Ageratina – Ageratina ligustrina


Agertina-ligustrina

La Ageratina ligustrina è una pianta ornamentale apprezzata per la sua prolungata fioritura autunnale, per la sua  resistenza alle avversità e perchè poco esigente di cure colturali.


Caratteristiche della Ageratina ligustrina

L’Ageratina ligustrina conosciuta anche come Eupatorium ligustrum è una pianta della famiglia delle Asteraceae originaria del Messico, diffusa allo stato spontaneo in tutte le aree tropicali e subtropicali nelle radure, lungo le rive dei fiumi e nei boschi.

E’ una pianta perenne sempreverde che nel pieno vigore vegetativo, 10-20 anni, può superare con la sua chioma a cupola i 3 metri di altezza  e i 2,3 metri in larghezza.

La radice è fittonante, robusta e profonda con numerose radichette secondarie di colore bianco-giallastro. La parte aerea o chioma è composta da numerosi rami eretti, ramificati ed erbacei che negli anni tendono a lignificare nella parte bassa. I rami sono di colore verde -rossastro quando sono giovani e di colore colore verde-marrone quando invecchiano.

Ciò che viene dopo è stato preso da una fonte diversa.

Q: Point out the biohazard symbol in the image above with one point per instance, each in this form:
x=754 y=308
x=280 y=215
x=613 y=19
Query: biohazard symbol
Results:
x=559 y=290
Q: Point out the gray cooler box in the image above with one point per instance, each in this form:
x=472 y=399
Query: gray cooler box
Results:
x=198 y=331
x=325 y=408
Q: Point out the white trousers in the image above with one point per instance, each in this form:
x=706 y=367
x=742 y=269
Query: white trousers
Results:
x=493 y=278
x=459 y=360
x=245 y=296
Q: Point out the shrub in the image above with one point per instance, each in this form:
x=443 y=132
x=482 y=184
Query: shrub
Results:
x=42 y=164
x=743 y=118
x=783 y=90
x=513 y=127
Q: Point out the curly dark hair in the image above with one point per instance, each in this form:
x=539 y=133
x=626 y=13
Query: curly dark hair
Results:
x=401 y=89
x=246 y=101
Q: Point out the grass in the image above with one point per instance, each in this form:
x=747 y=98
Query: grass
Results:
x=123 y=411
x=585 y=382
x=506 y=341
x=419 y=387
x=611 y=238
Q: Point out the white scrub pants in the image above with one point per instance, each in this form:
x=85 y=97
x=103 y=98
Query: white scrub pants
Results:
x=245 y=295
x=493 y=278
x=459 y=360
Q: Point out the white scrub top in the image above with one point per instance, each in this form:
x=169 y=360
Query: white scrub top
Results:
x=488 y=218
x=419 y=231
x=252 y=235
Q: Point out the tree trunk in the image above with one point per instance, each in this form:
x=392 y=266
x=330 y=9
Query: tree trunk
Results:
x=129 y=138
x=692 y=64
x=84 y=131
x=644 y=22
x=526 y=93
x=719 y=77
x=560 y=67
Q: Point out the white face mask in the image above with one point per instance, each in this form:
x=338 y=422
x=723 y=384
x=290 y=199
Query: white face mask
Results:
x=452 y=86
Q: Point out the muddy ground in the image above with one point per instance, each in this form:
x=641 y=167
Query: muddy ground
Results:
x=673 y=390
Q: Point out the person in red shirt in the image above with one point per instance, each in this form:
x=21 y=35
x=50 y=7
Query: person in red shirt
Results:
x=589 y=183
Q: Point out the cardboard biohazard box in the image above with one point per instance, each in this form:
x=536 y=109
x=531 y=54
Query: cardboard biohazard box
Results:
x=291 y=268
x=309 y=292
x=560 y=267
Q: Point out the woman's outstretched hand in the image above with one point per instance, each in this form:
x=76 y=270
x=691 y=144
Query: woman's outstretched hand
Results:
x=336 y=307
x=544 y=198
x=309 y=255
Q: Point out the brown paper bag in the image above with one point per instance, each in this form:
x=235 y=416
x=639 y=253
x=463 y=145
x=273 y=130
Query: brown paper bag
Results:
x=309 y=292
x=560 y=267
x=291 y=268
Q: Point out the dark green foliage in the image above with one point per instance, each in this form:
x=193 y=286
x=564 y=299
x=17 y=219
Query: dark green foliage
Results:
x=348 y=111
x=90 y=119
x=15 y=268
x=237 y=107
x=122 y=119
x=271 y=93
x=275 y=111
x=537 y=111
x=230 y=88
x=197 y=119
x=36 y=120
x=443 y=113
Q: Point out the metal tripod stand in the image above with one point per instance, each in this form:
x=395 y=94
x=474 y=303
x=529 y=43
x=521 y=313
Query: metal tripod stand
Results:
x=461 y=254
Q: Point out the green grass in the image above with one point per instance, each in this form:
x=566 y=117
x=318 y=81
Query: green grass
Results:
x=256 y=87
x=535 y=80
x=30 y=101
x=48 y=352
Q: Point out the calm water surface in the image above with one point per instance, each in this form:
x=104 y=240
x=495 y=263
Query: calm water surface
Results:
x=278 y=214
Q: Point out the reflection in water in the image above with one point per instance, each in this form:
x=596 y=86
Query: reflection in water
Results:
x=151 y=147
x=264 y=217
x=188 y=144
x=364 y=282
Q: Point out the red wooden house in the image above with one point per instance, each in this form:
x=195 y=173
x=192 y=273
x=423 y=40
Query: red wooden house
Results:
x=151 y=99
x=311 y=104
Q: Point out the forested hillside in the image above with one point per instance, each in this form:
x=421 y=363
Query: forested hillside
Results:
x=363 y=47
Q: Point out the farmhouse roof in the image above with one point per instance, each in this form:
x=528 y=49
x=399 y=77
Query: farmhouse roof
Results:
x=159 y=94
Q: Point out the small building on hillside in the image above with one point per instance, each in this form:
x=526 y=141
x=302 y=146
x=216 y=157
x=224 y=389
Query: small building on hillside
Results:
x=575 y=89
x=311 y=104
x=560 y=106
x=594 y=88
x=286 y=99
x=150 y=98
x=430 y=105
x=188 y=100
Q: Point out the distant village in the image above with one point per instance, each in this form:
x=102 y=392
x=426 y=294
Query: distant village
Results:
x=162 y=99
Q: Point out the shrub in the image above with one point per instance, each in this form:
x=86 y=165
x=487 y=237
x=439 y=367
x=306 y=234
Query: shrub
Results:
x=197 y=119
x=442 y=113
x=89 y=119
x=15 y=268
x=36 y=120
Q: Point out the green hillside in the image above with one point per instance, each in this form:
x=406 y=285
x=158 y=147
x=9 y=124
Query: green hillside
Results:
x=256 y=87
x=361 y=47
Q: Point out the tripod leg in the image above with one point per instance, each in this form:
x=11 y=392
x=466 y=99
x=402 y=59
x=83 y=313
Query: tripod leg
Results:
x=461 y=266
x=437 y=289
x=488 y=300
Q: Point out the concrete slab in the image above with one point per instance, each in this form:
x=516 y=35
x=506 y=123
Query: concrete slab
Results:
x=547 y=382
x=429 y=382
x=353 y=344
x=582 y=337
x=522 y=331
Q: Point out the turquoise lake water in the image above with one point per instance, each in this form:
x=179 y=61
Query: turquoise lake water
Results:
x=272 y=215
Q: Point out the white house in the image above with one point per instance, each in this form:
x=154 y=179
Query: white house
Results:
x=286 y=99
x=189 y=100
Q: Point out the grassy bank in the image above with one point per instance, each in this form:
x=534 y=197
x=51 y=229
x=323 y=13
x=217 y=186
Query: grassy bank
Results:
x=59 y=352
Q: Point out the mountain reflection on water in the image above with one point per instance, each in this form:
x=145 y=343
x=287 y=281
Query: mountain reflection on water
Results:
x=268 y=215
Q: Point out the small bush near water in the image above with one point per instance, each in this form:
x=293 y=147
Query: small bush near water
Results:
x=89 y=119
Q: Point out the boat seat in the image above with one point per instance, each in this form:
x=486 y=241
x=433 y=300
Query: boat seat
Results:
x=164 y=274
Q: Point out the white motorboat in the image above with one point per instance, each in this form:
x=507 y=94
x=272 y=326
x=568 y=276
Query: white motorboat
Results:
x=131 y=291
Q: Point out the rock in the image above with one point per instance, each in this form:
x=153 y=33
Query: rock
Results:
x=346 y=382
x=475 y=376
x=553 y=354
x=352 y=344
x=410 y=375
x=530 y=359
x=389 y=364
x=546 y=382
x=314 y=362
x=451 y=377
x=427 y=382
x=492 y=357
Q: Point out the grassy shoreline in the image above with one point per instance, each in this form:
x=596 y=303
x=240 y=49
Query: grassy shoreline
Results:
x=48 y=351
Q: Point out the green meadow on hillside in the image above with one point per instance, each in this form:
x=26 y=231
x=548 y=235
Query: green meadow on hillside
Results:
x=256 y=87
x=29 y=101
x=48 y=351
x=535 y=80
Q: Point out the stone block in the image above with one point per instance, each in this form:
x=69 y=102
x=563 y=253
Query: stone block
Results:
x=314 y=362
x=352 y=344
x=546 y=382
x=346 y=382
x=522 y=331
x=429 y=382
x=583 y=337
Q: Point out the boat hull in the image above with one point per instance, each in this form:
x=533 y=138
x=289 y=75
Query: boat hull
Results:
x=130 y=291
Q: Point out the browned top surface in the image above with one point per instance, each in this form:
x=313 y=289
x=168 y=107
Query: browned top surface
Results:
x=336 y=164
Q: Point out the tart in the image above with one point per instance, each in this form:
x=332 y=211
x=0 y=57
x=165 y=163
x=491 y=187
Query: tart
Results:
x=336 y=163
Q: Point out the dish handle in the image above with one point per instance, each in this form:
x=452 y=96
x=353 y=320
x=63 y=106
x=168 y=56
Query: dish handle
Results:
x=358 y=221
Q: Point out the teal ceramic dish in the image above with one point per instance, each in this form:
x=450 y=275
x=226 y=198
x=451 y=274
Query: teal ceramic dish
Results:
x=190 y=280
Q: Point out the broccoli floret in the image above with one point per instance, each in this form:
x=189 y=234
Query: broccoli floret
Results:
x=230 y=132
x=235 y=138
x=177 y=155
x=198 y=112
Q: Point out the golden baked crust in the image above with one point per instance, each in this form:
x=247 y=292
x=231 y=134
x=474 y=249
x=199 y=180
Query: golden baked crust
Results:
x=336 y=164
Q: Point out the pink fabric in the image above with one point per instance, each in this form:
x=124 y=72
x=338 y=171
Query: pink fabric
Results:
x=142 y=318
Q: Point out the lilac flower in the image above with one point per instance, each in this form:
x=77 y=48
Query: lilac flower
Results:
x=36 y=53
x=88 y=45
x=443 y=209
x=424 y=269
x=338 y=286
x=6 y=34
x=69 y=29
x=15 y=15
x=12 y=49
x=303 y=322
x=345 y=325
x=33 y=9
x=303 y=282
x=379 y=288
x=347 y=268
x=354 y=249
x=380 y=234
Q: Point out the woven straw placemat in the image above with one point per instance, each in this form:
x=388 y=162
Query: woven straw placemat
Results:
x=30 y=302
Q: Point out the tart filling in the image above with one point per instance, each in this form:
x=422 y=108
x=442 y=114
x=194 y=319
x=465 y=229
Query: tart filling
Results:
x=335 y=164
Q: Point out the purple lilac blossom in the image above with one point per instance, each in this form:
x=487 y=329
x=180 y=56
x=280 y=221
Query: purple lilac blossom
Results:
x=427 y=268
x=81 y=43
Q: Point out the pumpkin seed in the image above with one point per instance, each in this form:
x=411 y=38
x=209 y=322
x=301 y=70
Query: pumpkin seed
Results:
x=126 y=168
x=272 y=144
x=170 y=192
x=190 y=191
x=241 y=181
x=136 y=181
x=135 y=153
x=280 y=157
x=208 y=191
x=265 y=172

Le foglie sono glabre, coriacee e di colore verde brillante. Hanno forma ellittica-ovata con apice appuntito e margini leggermente dentati. Le foglie, disposte in modo opposto lungo gli steli, sono portate da piccioli ricoperti di peli appiccicosi.

I fiori, simili a quelli dell’agerato celeste, sono piccoli ma numerosi e riuniti in capolini disposti a grappoli sulla punta dei rami proprio come quelli dell’agerato celeste. Sono bianchi o rosati, bisessuali (contengono parti di fiori maschili e femminili) leggermente profumati e attraggono come la Buddleja numerose farfalle.

I semi sono acheni piccoli e sottili di colore di colore bruno-rossastro o bruno-nerastro dotati di  pappo e di una buona capacità di germinazione.

Ageratina-fiori

Fioritura

La fioritura dell’ageratina avviene in autunno, tra settembre-novembre e nelle regioni meridionali se il clima si mantiene mite si prolunga fino all’inverno.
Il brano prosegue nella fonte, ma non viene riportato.